La projection fut précédée de divers discours et hommages, à commencer par le discours de Lionel Chouchan, cofondateur du festival qui, très ému, a rendu hommage à celui qui a créé ce festival avec lui, André Halimi récemment disparu. Puis, le Maire de Deauville, après avoir rappelé que le festival disposait désormais du prix du public de la ville de Deauville, a rendu hommage aux deux légendes du cinéma américain également disparues cette année : Robin Williams et Lauren Bacall. Le cinéma, parmi ses multiples pouvoirs magiques, possède celui de rendre immortels, sur ses écrans, les mythes qui ont forgé sa légende. L’émotion du Maire de Deauville était palpable, d’autant plus que Robin Williams et Lauren Bacall ont marqué de leurs empreintes le festival, et pas seulement sur les planches. Je me souviens ainsi de ce plateau exceptionnel pour les 25 ans du festival dont ils faisaient l’un et l’autre partie. Puis, la salle s’est levée pour Robin Williams, comme un dernier écho à la plus marquante et célèbre scène du « Cercle des poètes disparus ». Le Maire de Deauville, Philippe Augier, a également rappelé que « Deauville a pour ambition de redessiner une nouvelle carte de la cinéphile américaine » et que les films lauréats des éditions précédentes sont projetés dans le cadre des Nuits américaines.

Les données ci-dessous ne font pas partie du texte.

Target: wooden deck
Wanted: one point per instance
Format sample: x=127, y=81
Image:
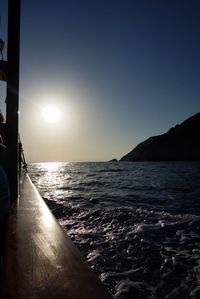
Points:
x=40, y=261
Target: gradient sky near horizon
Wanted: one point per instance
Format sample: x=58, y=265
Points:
x=119, y=71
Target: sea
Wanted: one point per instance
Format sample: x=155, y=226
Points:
x=136, y=223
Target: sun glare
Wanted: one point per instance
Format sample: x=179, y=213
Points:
x=51, y=114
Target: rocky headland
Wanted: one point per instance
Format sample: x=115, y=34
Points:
x=180, y=143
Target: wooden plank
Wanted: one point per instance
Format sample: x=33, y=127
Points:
x=40, y=260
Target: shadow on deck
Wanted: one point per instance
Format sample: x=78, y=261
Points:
x=40, y=261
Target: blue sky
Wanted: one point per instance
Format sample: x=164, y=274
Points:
x=119, y=71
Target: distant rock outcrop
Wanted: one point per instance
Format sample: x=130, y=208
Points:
x=181, y=143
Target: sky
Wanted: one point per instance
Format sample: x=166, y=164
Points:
x=119, y=71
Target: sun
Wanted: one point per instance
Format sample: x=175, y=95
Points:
x=51, y=114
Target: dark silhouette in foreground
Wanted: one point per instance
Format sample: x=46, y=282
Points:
x=180, y=143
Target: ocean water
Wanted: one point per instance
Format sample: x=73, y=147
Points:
x=136, y=223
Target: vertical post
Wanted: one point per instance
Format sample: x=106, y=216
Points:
x=12, y=100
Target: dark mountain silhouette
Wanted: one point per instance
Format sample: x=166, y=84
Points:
x=180, y=143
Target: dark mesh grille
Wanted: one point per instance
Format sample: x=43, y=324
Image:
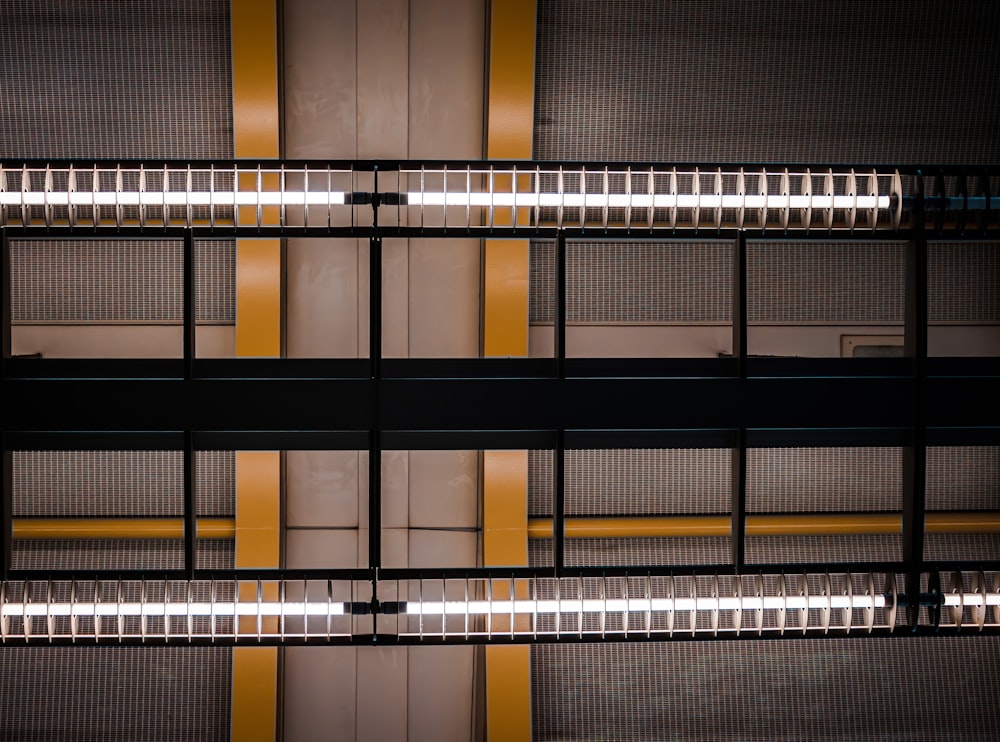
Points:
x=845, y=689
x=961, y=546
x=116, y=79
x=824, y=282
x=107, y=484
x=121, y=554
x=795, y=480
x=963, y=282
x=882, y=547
x=770, y=81
x=635, y=282
x=115, y=693
x=963, y=478
x=634, y=481
x=610, y=552
x=119, y=281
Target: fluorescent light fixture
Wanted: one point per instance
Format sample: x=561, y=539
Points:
x=507, y=199
x=172, y=609
x=172, y=198
x=642, y=605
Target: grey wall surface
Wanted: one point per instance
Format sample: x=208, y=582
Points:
x=391, y=79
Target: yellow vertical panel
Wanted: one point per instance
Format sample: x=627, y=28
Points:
x=505, y=298
x=508, y=693
x=255, y=134
x=255, y=678
x=505, y=542
x=512, y=79
x=258, y=298
x=255, y=78
x=258, y=509
x=505, y=508
x=510, y=107
x=258, y=544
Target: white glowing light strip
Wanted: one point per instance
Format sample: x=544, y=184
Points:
x=113, y=609
x=171, y=198
x=641, y=200
x=642, y=605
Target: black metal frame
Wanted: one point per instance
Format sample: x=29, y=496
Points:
x=557, y=403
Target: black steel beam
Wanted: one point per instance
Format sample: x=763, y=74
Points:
x=5, y=295
x=190, y=508
x=6, y=510
x=189, y=306
x=375, y=422
x=559, y=320
x=495, y=404
x=915, y=454
x=559, y=504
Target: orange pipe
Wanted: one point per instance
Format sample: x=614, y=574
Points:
x=765, y=525
x=141, y=528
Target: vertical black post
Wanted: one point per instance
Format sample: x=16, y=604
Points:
x=7, y=495
x=375, y=366
x=6, y=512
x=915, y=454
x=740, y=305
x=739, y=452
x=190, y=508
x=5, y=300
x=189, y=304
x=560, y=306
x=559, y=504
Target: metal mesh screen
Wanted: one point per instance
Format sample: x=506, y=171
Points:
x=850, y=688
x=119, y=281
x=613, y=552
x=879, y=547
x=116, y=79
x=634, y=481
x=771, y=81
x=119, y=554
x=824, y=282
x=963, y=282
x=112, y=693
x=107, y=484
x=797, y=480
x=635, y=282
x=946, y=547
x=963, y=478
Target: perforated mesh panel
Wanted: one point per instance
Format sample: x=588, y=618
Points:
x=115, y=693
x=613, y=552
x=635, y=282
x=879, y=547
x=963, y=282
x=963, y=478
x=116, y=79
x=119, y=281
x=123, y=554
x=961, y=546
x=770, y=81
x=826, y=282
x=847, y=689
x=633, y=481
x=107, y=484
x=796, y=480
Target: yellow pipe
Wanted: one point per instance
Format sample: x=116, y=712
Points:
x=823, y=525
x=962, y=522
x=140, y=528
x=765, y=525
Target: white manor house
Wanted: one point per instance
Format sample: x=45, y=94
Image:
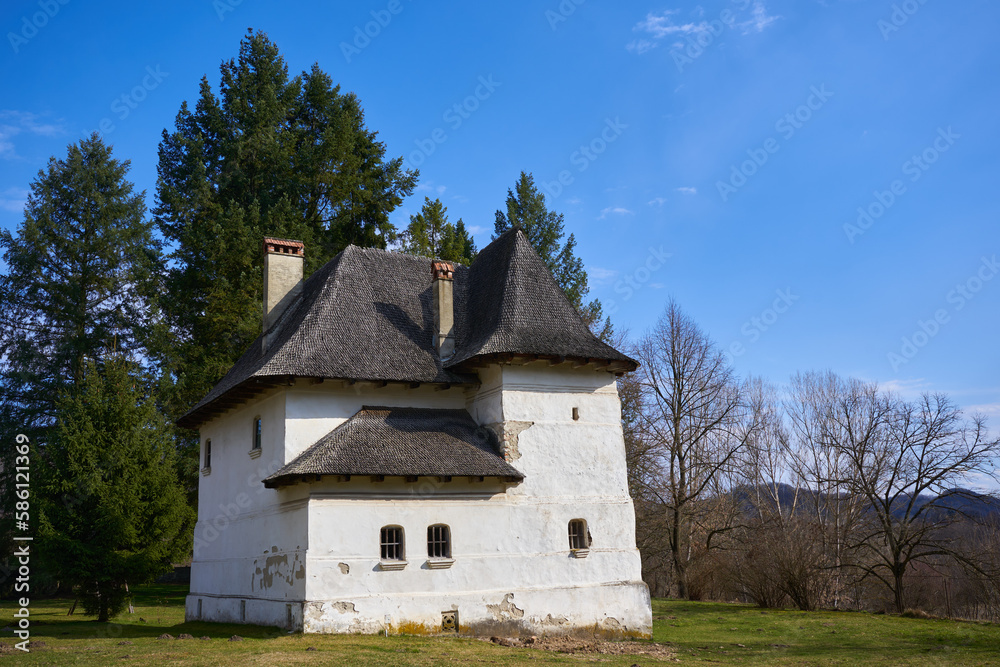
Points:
x=417, y=447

Ce fut ensuite au tour du prestigieux jury de cette édition 2014 (composé presque uniquement, à l’exception de Marie-Claude Pietragalla, d’anciens présidents de jurys du festival) de monter sur scène (sans Emmanuelle Béart qui a dû annuler à la dernière minute en raison « d’un tournage avancé en Inde ».) Chaque membre du jury a ensuite dit un petit mot. Claude Lelouch avec son lyrisme et son enthousiasme habituels a ainsi déclaré qu’ « on ne meurt jamais d’une overdose de rêves. N’ayez pas peur pendant ces 10 jours de vous shooter au cinéma Américain !» Jean-Pierre Jeunet s’est dit impressionné par le prestige de des collègues. Costa Gavras a déclaré son amour pour le festival « J’aime ce festival. Je trouve son évolution très belle. » A l’applaudimètre, c’est Vincent Lindon qui l’a emporté, lui qui avait tant marqué les festivaliers l’an passé, en prenant un tel plaisir et en manifestant une telle passion, communicatifs, à être président du jury, à tel point qu’il avait émis l’utopique souhait d’être président à vie du festival.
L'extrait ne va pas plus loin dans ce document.